The extreme radiation background conditions at LHC require the development of new and radiation hard particle detectors which shall replace existing and less radiation tolerant detector technologies in the ATLAS detector. Furthermore an upgrade of the readout electronics of the ATLAS muon spectrometer for handling the increased luminosity of the HL-LHC is ongoing with a major contribution from our working group.

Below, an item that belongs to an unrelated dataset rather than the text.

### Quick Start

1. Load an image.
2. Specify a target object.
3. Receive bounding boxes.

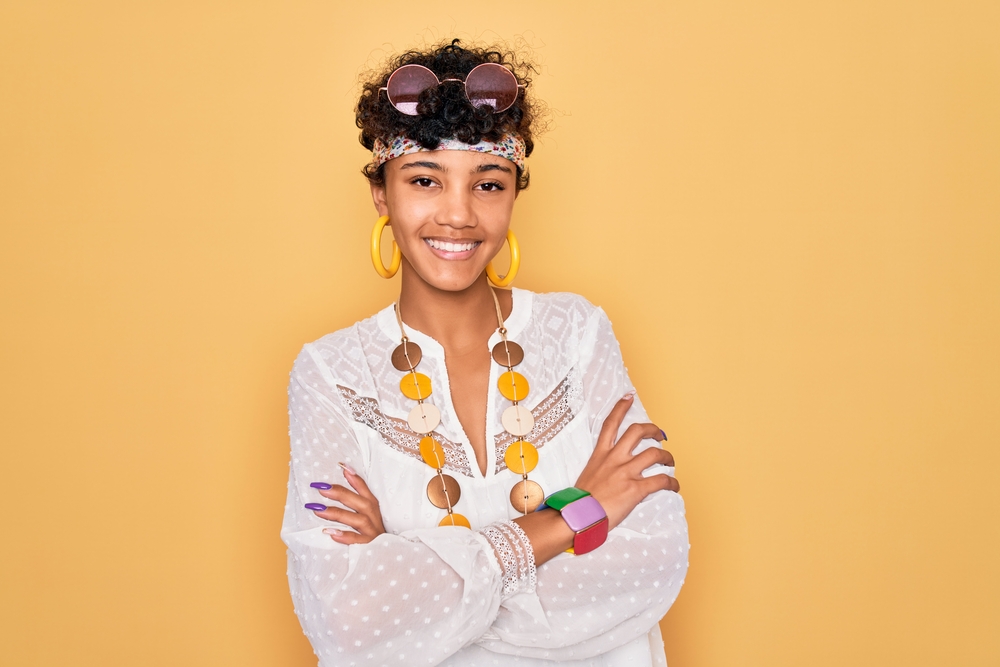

Our research is focused on

  • Micro pattern gaseous particle detectors like MICROmesh GAseous Structures (Micromegas) or Gaseous Electron Multiplier (GEM); such detectors shall have a spatial resolution of 20 to 100 micron. Selected, current research projects are
    • Segmented GEM Readout (SGR) detector
    • Inverse Ring Imaging Cherenkov-Micromegas hybrid for momentum reconstruction
    • Highly efficient triple-GEM photon detectors using multiple particle conversion layers to enhance the conversion probability
    • Electret based Micromegas; as electric counterpart of a permanent magnet the electret allows for operation of Micromegas detectors without external power supply (e.g. for cosmic applications).
    • Long-term irradiation and performance studies of ATLAS NSW Micromegas detectors
  • Readout electronics testing and integration for the Phase II upgrade of the ATLAS muon spectrometer in our Cosmic Ray Facility.

Topics for master theses are directly connected to these areas of detector research & development. A thesis involves both hardware and software related work. This includes typically the conceptual planning of an experiment, setting-up the experimental apparatus, performing the measurements and, finally, analysing and interpreting the results from the measurement.